Our findings also show that age and size of the household can influence mental health, and having a higher level of education can strengthen people’s resilience against mental effects during the crisis. But we have not been able to observe that mental health indicators constantly differ according to sex or marital status. In addition, there is clear evidence that instability of household income caused by job loss has contributed significantly to the worsening of people’s mental health.
From this analysis, several policies are recommended. Other than financial aid to encourage firms to keep their workers, psychological support policies intended for vulnerable groups such as elderly people and those with a low level of education should have been implemented. These can strengthen the capacity to resist health shocks like Covid-19.
There is an urgent need to establish a job loss insurance system managed by an independent fund, bringing together employees made redundant for economic or technical reasons as well as graduates who have completed their higher education and have been unemployed for some time by supporting and accompanying them in the implementation of projects.
Even though such unemployment benefits may seem costly, their positive effects on social and economic conditions in the long run are highly important. They keep the unemployed linked to the labour market, avoiding more costly economic, social and mental health consequences in the future.
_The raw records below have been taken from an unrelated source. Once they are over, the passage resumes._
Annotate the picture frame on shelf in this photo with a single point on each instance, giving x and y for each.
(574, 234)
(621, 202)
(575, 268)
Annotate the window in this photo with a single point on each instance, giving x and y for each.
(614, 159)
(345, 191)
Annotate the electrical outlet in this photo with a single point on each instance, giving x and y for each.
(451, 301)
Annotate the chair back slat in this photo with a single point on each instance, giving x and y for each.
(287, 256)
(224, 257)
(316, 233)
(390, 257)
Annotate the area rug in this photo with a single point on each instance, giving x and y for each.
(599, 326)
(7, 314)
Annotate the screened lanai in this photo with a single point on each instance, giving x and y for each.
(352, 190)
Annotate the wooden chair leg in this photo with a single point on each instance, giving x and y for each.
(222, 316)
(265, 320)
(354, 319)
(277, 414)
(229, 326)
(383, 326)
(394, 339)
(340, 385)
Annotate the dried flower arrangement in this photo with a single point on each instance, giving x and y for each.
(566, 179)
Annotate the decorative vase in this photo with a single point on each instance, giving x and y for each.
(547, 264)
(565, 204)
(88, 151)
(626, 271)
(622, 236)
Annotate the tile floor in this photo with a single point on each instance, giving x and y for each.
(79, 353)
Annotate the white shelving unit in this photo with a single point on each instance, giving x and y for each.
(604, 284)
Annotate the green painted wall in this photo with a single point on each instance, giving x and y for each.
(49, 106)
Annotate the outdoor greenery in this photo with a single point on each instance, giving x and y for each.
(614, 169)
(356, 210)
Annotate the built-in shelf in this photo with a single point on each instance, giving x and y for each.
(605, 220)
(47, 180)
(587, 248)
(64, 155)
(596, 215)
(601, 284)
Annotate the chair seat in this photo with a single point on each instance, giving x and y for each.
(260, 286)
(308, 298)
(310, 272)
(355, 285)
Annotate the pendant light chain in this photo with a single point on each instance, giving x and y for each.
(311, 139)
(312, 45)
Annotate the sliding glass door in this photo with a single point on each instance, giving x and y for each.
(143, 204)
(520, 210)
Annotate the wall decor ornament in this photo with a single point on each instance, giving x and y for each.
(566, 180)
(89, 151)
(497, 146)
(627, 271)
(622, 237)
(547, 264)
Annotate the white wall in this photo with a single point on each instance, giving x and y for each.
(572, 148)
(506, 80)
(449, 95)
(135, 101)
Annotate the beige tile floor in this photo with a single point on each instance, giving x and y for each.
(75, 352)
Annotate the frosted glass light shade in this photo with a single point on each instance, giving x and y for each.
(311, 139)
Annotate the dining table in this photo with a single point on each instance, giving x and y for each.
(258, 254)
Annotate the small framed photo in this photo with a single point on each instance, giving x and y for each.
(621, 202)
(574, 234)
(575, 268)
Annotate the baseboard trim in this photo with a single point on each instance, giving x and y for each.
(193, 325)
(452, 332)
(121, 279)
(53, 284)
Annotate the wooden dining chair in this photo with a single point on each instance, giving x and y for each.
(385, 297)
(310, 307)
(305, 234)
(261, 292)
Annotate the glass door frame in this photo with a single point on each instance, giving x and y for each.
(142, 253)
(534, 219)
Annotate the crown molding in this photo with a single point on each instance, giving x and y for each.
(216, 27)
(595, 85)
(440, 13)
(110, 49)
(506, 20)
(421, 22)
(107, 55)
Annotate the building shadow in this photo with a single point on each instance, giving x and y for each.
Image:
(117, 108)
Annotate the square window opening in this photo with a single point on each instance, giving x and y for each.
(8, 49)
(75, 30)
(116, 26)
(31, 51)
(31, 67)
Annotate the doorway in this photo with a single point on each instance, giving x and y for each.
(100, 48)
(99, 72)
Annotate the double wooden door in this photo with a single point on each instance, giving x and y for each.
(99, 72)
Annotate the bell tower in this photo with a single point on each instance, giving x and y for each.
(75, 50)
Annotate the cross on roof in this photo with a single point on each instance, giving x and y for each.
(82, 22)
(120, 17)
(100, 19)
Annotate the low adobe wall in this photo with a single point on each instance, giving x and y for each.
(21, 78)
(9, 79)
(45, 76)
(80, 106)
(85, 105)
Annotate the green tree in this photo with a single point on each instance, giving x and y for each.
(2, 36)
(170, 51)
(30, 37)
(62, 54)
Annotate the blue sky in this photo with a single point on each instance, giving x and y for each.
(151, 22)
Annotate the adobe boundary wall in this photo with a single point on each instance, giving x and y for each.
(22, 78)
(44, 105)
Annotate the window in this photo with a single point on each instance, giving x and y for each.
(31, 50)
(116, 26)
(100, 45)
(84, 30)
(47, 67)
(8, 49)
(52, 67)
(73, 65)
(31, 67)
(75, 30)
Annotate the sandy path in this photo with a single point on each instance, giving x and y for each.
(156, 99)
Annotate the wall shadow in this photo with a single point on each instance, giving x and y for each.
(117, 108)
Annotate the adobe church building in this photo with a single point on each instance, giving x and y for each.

In addition, informal workers are encouraged to participate in the social security system to receive benefits in the event of job loss or old age.
Further reading
Blustein, DL, R Duffy, JA Ferreira, V Cohen-Scali, RG Cinamon and BA Allan (2020) Unemployment in the time of Covid-19: A research agenda, Elsevier.
ILO, International Labour Organization (2021) ILO Monitor: Covid-19 and the world of work, 7th edition.
Krafft, C, R Assaad and MA Marouani (2021) ‘The impact of Covid-19 on Middle Eastern and North African labor markets: Vulnerable workers, small entrepreneurs and farmers bear the brunt of the pandemic in Morocco and Tunisia’, ERF Policy Brief No. 55.
Nasri, K, H Boubaker and N Dhaouadi (2021) ‘Dynamic governance of the first wave of Covid-19 in Tunisia: An interoperability analysis’, ERF 27th annual conference: SDGs and external shocks in the MENA region from resilience to change in the wake of Covid-19.
OAMDI (2021) Covid-19 MENA Monitor Household Survey (CMMHH), ERF.
Petersen, MW, TM Dantoft, JS Jensen, HF Pedersen, L Frostholm, ME Benros, TBW Carstensen, E Ørnbøl and P Fink (2021) ‘The impact of the Covid-19 pandemic on mental and physical health in Denmark – A longitudinal population-based study before and during the first wave’, BMC Public Health.
Schomaker, RM, M Hack and A-K Mandry (2021) ‘The EU’s reaction in the first wave of the Covid-19 pandemic between centralisation and decentralisation, formality and informality’, Journal of European Public Policy 28(8), 1278-98.